State-based tools typically check the database state in every environment before applying changes. For situations where database changes are applied in several different or even haphazard ways, state-based tools provide a high degree of confidence that database changes will be executed correctly, even when the nature and source of the changes are unknown or unpredictable.

Perform early and frequent testing

We need to write integration tests during development in order to check that the migration scripts worked exactly as intended, and the final database state, including the data, is exactly as we expected. The development team, ideally, need access to a ‘production parallel’ environment, often cloud-based, where they can perform these tests with realistic, ‘production like’ data, and under realistic data access loads.

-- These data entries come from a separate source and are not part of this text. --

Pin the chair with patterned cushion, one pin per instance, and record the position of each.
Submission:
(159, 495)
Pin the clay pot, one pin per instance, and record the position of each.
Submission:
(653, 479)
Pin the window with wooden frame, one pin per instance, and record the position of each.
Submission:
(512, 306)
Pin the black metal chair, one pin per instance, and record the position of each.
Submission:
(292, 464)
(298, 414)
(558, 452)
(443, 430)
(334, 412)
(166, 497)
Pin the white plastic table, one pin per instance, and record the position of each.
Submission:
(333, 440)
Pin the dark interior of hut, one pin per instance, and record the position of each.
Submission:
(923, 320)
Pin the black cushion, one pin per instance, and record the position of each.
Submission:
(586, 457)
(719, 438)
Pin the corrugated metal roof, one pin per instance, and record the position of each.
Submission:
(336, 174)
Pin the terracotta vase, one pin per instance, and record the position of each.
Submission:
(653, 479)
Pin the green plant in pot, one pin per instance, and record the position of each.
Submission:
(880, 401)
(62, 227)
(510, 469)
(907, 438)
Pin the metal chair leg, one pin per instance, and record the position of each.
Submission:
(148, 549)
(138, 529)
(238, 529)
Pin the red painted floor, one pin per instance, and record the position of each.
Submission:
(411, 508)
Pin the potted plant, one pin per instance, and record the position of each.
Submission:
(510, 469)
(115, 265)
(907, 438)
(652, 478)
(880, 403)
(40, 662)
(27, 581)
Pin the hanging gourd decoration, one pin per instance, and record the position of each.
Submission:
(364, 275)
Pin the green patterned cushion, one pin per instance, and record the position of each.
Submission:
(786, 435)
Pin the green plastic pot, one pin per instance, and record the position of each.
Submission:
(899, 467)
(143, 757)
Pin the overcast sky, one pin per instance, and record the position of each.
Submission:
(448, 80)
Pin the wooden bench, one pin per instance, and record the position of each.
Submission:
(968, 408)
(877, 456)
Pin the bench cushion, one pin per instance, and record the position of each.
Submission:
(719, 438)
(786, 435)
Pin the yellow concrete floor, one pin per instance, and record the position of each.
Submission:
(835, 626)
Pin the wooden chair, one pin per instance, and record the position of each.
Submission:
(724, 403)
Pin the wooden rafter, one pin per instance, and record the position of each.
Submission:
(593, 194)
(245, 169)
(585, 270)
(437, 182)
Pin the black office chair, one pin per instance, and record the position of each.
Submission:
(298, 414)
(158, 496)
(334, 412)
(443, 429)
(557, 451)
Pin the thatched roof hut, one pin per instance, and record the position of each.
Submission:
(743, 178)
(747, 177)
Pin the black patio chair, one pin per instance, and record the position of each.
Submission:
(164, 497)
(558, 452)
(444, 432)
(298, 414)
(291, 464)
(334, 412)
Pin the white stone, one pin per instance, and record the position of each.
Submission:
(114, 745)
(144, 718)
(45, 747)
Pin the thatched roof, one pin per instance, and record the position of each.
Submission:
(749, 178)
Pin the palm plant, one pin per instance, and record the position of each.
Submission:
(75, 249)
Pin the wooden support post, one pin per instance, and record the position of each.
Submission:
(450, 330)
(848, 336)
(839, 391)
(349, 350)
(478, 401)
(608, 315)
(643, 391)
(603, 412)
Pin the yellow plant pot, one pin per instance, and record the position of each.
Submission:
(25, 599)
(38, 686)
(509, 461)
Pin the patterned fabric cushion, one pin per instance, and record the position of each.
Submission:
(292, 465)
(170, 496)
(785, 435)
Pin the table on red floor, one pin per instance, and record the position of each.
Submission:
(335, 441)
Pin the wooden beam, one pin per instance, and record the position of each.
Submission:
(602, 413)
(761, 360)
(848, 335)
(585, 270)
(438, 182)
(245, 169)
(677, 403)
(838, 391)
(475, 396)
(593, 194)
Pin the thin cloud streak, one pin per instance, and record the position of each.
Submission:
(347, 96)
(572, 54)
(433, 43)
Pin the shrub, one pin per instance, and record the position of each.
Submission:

See the Database Continuous Integration and Database Testing articles for further discussion.

Fail Gracefully

A DLM change process must never result in a “partial” build or migration if something goes wrong. We need to be able to revert to the starting version if an error occurs during the migration process, or to revert to a previous version if the error becomes apparent after the migration. Any DDL change can be run in a transaction. This means that, with correct handling of errors within the transaction, the script can be rolled back, leaving no trace. Some tools are able to generate a migration script that handles this properly.

There is really no satisfactory alternative to this technique. It is possible to create a script that checks for the existence of any of the alterations and ‘undoes’ them, but this is difficult to do and generally only appropriate in an emergency once the transaction within which the migration script has run has been committed. Generally, DBAs prefer to ‘roll-forward’ a failed migration by a hand-cut script.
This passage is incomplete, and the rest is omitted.